The Wildcats will be looking for Gough to return from the break with more consistency, ready to nail the routine field goals and extra points the rest of the way.
Special teams has other issues too, however. Late in the Fordham game, kickoff coverage allowed the Rams return man to slice-and-dice through their coverage and get to the endzone. The play was called back due to a hold early in the return, but the second, and third, lines of defense on kickoffs also need to be able to make a tackle.
The kickoff team wasn't allowing huge returns all game, so the adjustment is likely something that can be made in practice over a bye-week.

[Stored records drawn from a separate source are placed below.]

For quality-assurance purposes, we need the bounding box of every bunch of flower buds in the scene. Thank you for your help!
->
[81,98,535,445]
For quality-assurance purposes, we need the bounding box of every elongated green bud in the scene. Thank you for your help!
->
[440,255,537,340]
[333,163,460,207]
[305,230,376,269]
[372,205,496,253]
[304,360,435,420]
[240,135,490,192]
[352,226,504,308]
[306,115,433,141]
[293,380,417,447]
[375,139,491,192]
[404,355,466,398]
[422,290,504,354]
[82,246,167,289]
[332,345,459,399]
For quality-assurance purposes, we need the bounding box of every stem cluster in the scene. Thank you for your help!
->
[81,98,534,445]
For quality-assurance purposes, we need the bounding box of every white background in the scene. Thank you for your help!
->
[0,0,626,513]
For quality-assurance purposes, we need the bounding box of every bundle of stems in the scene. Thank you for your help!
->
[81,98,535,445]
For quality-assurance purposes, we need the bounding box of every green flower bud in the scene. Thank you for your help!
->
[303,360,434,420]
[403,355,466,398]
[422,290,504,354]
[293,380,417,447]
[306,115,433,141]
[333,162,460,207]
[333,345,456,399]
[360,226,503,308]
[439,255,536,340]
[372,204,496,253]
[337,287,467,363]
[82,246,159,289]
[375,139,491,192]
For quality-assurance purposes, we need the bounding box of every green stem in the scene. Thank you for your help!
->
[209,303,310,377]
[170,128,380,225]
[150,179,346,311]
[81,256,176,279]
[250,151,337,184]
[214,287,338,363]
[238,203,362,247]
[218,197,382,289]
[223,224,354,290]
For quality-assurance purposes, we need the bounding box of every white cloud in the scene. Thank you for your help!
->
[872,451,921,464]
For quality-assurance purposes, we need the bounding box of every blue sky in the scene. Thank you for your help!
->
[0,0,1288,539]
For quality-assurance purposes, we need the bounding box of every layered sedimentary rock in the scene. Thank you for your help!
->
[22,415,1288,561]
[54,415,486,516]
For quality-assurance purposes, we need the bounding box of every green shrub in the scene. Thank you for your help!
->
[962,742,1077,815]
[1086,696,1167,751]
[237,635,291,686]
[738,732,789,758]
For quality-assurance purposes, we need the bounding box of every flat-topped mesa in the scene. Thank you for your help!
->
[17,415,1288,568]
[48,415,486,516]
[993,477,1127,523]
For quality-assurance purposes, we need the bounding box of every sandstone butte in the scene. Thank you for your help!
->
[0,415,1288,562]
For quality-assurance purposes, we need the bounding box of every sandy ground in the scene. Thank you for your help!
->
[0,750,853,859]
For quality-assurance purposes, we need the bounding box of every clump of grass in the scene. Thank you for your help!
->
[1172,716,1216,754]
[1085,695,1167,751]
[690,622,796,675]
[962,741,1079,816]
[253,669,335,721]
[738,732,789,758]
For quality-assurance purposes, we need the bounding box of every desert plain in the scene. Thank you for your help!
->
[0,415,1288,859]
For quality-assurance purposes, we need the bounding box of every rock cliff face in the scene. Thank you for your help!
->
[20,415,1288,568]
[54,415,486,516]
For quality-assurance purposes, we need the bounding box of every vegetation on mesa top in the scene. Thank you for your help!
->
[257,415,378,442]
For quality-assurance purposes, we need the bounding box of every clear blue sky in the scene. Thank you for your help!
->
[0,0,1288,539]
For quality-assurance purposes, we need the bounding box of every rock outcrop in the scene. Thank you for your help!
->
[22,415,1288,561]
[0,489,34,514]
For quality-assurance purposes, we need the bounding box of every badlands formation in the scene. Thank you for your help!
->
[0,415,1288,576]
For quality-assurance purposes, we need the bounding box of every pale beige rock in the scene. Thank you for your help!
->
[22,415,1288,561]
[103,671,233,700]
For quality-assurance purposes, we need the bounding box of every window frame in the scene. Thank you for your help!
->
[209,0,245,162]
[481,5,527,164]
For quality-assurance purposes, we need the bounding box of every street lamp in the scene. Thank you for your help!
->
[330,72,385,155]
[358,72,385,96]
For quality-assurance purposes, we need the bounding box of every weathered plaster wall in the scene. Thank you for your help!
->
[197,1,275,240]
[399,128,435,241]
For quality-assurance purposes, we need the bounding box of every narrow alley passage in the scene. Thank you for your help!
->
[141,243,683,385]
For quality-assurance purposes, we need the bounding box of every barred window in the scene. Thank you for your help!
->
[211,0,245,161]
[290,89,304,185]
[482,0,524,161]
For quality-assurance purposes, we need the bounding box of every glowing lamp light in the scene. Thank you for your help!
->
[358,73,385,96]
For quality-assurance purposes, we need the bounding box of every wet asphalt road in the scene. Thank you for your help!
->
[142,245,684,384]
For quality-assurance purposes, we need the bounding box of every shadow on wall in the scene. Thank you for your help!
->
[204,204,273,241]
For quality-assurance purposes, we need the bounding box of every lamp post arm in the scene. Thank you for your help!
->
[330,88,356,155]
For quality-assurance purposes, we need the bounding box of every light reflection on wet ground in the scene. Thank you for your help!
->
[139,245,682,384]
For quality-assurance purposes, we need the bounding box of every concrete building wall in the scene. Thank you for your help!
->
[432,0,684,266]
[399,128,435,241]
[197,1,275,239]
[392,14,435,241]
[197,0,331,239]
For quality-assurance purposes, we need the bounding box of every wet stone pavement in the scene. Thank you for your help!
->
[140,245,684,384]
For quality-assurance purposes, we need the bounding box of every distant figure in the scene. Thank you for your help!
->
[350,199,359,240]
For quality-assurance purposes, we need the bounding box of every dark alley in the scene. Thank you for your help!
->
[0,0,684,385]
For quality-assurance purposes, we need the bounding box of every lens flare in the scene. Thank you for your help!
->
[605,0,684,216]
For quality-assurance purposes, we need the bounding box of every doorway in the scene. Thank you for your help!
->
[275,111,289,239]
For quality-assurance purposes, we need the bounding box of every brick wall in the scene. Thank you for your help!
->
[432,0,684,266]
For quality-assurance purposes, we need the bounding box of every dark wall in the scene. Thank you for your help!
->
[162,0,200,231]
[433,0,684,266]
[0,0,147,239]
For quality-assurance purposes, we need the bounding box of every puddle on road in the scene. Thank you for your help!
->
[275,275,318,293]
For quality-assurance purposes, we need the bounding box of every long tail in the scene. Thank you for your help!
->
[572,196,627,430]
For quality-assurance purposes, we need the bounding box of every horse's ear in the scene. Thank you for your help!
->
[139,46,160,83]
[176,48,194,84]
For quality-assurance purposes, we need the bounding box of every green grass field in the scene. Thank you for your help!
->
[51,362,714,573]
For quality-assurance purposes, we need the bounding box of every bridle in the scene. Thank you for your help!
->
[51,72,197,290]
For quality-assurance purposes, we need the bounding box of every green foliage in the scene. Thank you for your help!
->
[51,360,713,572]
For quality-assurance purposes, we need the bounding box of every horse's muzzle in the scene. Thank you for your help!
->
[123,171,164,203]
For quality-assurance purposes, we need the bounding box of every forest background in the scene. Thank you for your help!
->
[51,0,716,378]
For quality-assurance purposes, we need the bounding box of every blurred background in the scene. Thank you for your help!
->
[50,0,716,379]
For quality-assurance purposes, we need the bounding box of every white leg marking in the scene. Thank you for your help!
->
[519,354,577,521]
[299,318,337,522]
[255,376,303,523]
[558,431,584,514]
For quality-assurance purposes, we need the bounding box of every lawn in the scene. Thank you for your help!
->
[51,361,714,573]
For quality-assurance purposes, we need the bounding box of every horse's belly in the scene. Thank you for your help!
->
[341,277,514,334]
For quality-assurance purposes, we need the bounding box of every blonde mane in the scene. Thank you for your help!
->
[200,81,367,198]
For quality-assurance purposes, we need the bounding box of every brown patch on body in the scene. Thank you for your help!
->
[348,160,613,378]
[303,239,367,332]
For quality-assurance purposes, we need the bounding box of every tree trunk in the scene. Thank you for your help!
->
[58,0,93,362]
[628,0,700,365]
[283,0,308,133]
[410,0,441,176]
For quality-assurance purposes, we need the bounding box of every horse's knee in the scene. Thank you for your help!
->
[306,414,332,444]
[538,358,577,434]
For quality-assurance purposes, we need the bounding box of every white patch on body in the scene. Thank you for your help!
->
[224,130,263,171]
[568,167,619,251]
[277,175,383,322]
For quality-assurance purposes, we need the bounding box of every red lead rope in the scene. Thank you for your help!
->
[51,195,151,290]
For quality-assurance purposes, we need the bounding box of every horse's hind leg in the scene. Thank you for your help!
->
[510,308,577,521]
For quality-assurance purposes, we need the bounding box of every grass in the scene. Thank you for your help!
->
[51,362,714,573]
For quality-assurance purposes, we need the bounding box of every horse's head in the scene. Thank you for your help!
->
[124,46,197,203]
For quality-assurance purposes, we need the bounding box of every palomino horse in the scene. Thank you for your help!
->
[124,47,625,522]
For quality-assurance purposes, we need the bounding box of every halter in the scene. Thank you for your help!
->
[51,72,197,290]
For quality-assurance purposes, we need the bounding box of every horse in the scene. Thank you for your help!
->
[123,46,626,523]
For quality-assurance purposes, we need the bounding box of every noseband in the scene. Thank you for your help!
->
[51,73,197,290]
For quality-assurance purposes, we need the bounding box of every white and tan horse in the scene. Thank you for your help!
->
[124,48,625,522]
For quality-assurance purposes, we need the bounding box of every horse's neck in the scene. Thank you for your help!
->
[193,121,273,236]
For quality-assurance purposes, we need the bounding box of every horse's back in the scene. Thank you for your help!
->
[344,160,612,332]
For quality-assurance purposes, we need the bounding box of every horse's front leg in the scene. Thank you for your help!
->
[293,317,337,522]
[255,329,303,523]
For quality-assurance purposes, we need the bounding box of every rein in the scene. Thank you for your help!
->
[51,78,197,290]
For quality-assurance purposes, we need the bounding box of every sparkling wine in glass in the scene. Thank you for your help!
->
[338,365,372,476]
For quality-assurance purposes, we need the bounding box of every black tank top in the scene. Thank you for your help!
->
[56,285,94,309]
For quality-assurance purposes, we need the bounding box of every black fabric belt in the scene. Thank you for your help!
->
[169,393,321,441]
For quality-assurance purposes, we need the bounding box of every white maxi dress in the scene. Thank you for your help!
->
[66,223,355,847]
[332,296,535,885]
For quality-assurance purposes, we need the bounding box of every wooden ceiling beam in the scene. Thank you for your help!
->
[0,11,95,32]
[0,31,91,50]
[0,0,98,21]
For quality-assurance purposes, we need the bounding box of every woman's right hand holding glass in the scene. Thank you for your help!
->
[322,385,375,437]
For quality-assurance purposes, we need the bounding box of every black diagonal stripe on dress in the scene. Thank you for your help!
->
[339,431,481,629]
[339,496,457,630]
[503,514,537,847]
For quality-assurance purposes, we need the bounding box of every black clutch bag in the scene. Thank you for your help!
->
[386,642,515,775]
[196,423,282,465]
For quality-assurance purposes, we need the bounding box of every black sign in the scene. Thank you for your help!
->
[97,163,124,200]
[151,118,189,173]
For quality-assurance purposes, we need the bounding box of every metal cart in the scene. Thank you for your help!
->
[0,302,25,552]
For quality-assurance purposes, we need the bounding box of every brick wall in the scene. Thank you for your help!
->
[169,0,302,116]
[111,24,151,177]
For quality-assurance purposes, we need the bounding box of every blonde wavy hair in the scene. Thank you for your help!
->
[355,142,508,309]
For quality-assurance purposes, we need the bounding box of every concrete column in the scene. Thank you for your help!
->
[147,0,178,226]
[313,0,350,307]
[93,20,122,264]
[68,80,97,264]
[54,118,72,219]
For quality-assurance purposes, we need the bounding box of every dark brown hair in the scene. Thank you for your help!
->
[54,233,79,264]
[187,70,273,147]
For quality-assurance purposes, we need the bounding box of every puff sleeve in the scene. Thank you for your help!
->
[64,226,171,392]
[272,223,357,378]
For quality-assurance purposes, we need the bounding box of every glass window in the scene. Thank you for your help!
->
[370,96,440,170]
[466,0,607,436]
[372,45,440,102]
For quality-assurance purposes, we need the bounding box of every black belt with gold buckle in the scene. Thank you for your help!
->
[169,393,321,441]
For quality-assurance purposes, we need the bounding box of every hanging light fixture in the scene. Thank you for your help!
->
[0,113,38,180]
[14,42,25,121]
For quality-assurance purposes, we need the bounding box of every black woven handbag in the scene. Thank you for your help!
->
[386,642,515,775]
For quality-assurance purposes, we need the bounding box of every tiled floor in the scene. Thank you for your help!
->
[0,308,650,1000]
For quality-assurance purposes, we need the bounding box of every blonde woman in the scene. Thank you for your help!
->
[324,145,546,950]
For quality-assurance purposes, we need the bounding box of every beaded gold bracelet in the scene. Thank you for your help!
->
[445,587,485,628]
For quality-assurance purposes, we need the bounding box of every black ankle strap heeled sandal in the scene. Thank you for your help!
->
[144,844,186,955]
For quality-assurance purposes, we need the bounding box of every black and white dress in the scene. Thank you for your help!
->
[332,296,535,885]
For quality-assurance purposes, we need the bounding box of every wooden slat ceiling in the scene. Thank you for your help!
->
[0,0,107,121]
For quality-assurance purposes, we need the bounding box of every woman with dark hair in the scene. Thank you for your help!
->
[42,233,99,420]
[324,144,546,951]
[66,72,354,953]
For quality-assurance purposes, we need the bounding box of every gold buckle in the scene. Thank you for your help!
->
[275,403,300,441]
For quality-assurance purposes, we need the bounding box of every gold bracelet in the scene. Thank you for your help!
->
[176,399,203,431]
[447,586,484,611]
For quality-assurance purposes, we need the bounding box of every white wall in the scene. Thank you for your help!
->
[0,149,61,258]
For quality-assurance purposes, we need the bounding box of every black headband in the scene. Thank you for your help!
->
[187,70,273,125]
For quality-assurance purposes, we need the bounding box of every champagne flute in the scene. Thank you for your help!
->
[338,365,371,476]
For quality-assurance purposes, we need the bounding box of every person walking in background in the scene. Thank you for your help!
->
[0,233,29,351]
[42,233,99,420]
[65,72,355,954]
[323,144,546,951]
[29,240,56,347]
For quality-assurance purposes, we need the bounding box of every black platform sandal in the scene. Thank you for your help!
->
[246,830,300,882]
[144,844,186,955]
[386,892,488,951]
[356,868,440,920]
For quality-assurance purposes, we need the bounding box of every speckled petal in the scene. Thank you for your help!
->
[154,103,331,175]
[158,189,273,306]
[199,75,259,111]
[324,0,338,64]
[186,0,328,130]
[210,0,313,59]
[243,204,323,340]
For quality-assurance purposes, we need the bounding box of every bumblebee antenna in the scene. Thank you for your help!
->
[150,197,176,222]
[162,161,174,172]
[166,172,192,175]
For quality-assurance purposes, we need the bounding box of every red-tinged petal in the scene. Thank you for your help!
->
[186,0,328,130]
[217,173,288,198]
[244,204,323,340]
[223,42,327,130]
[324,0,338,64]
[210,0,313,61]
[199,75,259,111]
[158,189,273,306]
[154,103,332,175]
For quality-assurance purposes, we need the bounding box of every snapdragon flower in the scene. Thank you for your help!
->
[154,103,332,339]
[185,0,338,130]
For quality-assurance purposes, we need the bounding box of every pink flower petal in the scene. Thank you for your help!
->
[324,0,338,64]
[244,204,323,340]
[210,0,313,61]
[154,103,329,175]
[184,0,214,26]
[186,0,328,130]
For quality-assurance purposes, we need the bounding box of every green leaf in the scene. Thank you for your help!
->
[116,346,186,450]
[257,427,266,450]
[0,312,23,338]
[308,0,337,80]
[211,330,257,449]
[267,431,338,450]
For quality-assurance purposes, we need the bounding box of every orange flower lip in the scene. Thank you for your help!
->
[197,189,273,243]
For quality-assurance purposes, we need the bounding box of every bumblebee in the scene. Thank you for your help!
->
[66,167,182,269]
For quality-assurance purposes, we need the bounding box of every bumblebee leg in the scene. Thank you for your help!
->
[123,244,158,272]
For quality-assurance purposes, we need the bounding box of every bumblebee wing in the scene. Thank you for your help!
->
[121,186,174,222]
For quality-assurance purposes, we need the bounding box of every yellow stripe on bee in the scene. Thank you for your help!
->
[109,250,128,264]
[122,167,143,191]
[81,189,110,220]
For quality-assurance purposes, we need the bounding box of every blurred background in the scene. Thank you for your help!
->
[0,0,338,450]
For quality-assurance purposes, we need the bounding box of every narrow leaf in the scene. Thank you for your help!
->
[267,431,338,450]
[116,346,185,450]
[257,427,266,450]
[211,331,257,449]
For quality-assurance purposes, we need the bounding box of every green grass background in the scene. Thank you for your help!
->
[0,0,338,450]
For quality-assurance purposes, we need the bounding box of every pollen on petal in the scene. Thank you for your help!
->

A good way to think about these type of special teams plays is in the context of a "string." As former Wildcats' special teams coach Roc Bellantoni described for us, the kick returner has an imaginary "string" between himself and the return man, the coverage team's job is to break that string -- getting between the blocker and the return man, however they need to. Once the blocker has engaged a man on the cover team, it is too late. If every blocker successfully engages their cover man, the returner has just one defender to elude to go all the way.
Defensively, things have looked good so far. Fordham did some damage yardage-wise in the passing game, but they weren't able to get anything consistent going all afternoon. If any changes need to be made, it would be for the defense to try and lock down receivers a little better, but even that is a luxury, as the current coverage schemes do a good job of limiting damage and creating big turnover plays.
The Offense, meanwhile, has looked absolutely brilliant over two games. John Robertson's broken hand, however, is a concern and much of their planning and game-preparation over the bye week should revolve around scheming to avoid causing further damage when he takes the field against James Madison.
In sports, there is always room for improvement. This bye week is another opportunity for the Wildcats to take a step back and look at themselves to fine-tune their game plans and preparation for next weekend.